La Direzione distrettuale antimafia di Venezia ha presentato un ricorso in Appello contro la sentenza emessa dai giudici del tribunale di Venezia, presieduti dal giudice Roberto Manduzio. Questa sentenza ha condannato 31 persone, ma ha ridotto l’accusa di associazione di stampo mafioso ad associazione semplice.

Nelle oltre 3.000 pagine di motivazioni depositate a dicembre, i giudici hanno evidenziato che Donadio e i suoi soci si definivano “Casalesi di Eraclea”, ma queste espressioni erano considerate “meri esibizionismi” utilizzati per impressionare attribuendo loro un’importanza criminale significativa. Secondo i giudici, la realtà è diversa, mancando una forza intimidatrice del sodalizio di Donadio nei confronti della comunità locale. Inoltre, mancano “contatti con la casa madre”, tanto che Nicola Schiavone, figlio di Sandokan e diventato collaboratore di giustizia, ha dichiarato di non conoscere Donadio e il suo braccio destro Raffaele Buonanno.

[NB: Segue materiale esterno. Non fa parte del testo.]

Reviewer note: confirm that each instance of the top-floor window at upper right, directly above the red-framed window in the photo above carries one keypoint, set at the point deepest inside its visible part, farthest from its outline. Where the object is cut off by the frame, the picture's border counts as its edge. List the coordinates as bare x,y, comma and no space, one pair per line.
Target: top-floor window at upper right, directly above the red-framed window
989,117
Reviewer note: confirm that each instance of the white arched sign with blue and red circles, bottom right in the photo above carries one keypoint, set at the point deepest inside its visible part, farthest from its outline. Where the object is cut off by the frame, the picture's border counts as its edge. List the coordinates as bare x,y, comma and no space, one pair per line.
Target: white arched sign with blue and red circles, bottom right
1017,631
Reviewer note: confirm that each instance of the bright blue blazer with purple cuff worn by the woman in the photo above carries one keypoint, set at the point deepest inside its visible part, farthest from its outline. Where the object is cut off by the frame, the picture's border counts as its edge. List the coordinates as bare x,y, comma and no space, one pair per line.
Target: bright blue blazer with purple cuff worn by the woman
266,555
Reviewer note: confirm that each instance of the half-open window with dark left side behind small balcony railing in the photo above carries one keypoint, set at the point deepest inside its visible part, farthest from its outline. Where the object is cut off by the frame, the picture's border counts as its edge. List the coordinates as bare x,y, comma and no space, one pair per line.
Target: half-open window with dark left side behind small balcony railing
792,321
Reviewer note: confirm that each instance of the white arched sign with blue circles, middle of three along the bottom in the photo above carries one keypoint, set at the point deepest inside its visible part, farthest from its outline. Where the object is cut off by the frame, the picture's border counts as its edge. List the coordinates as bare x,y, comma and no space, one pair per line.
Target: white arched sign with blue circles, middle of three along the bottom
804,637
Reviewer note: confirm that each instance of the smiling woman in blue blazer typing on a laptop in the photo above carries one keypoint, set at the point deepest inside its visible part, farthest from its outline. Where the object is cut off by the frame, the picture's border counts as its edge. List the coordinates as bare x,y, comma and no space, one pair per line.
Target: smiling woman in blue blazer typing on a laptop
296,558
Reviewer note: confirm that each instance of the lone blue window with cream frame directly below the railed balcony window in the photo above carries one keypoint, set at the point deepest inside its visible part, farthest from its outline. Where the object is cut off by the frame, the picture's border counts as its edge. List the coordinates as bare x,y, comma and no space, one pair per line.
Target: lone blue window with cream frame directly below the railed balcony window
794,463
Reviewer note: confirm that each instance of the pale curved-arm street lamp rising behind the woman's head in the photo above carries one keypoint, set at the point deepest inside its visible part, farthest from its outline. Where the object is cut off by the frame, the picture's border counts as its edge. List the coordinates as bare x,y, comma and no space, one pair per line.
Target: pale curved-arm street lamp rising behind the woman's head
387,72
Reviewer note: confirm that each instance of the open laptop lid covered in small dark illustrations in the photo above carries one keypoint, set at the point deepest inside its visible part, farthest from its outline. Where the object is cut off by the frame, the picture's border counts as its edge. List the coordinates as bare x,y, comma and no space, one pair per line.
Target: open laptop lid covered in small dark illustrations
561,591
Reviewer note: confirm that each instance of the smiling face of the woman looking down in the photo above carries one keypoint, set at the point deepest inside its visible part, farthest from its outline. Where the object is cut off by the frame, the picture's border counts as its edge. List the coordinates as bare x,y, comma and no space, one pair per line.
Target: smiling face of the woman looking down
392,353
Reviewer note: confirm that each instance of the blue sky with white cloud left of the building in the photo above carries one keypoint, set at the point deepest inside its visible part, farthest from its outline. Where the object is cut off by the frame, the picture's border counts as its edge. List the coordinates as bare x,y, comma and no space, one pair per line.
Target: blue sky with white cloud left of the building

Queste motivazioni hanno spinto i pubblici ministeri Roberto Terzo e Federica Baccaglini, insieme alla Regione Veneto, parte civile nel processo di primo grado, a presentare un ricorso consistente contro la sentenza. Secondo la Procura, le prove fornite, comprese le intercettazioni e le intimidazioni riferite ai Casalesi, inserite nelle 190 pagine dell’appello, potrebbero rimettere in discussione l’accusa di associazione mafiosa nel secondo grado.

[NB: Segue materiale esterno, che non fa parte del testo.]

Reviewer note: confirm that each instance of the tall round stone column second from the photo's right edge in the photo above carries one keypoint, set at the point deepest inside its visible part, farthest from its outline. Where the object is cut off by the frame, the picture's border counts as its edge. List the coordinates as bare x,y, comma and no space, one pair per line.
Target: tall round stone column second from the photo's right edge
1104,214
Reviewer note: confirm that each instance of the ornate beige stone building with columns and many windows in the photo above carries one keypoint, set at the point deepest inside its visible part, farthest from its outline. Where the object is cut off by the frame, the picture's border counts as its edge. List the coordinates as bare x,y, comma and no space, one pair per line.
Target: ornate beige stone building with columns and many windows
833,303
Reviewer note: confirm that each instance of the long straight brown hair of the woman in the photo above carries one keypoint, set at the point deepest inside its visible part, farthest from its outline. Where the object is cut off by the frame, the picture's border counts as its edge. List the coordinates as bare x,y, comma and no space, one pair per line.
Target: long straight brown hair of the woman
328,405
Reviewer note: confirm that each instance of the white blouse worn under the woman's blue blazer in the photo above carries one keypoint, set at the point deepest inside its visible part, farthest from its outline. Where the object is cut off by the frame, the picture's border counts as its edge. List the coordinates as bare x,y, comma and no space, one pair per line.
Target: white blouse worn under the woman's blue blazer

La corte veneziana aveva condannato, tra i principali imputati, Luciano Donadio, presunto capo del gruppo, a 26 anni di carcere; Raffaele Buonanno a 19 anni; Antonio Buonanno a 14 anni; Adriano Donadio, figlio di Luciano, a 5 anni e 8 mesi. Tra gli assolti, c’era l’ex sindaco di Eraclea, Mirco Mestre, che potrebbe essere nuovamente giudicato con il ricorso presentato.

Questo ricorso in Appello potrebbe portare a una revisione dell’accusa di associazione mafiosa nel caso di Donadio e dei suoi soci. La decisione finale spetterà ai giudici del tribunale di Venezia.